Icons at Scale: Building a Custom Icon System for Enterprise AI
250+ icons. Five categories. Three sizes. Four industries. Zero brief. Over three years, it shipped across 60+ resources, 20+ decks, and 18+ tradeshow backdrops— and every internal team had access, making actual reach far wider.
Designing icons wasn't the hard part. The hard part was designing a system flexible enough to work across four industries — Documents, Banking & Finance, Insurance, and Database & AI — while still feeling like it came from one brand. There was no precedent, no style reference, no brief. Just a gap that needed filling.
Built from scratch on a structured grid — 250+ icons, five categories, three sizes. Size variants were intentional: simple icons adapted through stroke adjustment, complex icons redrawn to preserve legibility. Designed to scale — new icons could be added without breaking cohesion. By 2023, it was distributed as an internal PNG library available to every team.
System Icon Library
Showing a representative sample across categories. The full library comprises 250+ icons available in three sizes — small, medium, and large.
Design Decisions
Grid, keylines, stroke, and corner radius were defined upfront — not to constrain the work, but to make 250+ icons feel like they came from one hand.

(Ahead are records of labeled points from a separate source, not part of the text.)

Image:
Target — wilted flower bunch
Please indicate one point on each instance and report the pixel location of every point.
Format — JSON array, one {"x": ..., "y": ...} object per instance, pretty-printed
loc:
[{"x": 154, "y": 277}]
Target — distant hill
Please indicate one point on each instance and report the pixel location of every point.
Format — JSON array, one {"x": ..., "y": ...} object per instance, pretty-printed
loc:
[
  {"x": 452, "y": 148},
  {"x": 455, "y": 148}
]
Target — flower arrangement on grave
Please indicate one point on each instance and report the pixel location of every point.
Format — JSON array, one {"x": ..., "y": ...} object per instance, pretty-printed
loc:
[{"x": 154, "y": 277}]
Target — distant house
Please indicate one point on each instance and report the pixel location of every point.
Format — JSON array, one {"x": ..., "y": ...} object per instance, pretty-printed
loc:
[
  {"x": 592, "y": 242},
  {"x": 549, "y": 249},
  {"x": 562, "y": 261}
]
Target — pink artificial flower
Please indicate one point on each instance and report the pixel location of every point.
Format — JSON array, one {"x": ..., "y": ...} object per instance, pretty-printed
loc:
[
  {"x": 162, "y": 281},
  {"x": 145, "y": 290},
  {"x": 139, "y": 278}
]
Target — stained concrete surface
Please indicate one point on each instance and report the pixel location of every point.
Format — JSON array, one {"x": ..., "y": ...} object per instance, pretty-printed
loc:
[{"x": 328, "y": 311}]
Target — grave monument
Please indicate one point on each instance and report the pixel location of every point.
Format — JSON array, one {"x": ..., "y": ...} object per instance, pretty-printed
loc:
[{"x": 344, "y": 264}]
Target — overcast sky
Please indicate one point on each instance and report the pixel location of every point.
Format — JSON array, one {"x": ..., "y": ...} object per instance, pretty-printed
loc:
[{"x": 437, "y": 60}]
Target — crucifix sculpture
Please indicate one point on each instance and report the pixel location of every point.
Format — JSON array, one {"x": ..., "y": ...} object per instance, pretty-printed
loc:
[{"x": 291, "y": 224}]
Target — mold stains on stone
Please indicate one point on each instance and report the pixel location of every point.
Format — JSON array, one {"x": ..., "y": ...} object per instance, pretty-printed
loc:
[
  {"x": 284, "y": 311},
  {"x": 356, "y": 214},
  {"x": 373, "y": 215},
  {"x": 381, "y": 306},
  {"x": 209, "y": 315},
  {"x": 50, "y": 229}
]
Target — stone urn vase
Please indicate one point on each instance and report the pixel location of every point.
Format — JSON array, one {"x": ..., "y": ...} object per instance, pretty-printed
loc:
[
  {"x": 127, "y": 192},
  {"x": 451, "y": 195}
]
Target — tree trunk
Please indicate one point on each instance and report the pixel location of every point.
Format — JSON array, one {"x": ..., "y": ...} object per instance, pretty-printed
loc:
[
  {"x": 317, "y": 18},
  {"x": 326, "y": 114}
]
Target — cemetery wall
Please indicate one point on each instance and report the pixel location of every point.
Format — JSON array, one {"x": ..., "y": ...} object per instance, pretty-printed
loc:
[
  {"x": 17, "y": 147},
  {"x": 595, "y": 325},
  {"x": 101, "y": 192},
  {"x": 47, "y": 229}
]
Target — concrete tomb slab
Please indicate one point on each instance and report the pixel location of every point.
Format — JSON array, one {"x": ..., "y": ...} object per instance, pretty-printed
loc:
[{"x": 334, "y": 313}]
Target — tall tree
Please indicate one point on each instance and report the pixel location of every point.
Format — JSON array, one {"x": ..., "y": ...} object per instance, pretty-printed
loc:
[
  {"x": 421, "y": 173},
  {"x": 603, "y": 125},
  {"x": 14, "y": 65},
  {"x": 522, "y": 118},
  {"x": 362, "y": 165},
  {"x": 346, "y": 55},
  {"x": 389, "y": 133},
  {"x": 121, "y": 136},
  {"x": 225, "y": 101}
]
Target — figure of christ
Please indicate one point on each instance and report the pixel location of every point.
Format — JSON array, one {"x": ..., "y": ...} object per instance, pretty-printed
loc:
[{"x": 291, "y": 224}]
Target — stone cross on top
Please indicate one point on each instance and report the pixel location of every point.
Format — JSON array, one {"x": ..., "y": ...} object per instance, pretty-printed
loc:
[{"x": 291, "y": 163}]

Size variants were intentional. Simple icons adapted through stroke adjustment. Complex icons were redrawn.
Deployed at Scale
The system became the visual backbone of Instabase's marketing. In my own work alone — decks, campaigns, tradeshows, blogs, whitepapers, banners, social assets — it shipped across 60+ resources, 20+ decks, and 18+ tradeshow backdrops. Beyond that, every internal team had access to the PNG library. No one tracked it. Actual reach was far wider.



What I'd Do Differently
The system grew organically, which meant documentation was always secondary. Icons were added as needs arose, color variants multiplied based on requests, and usage guidelines were never formalized. Internal teams had access to the PNG library but no guidance on when to use which size, which color variant, or how to request new icons. If I were building this today, I'd treat documentation as part of the deliverable — not an afterthought.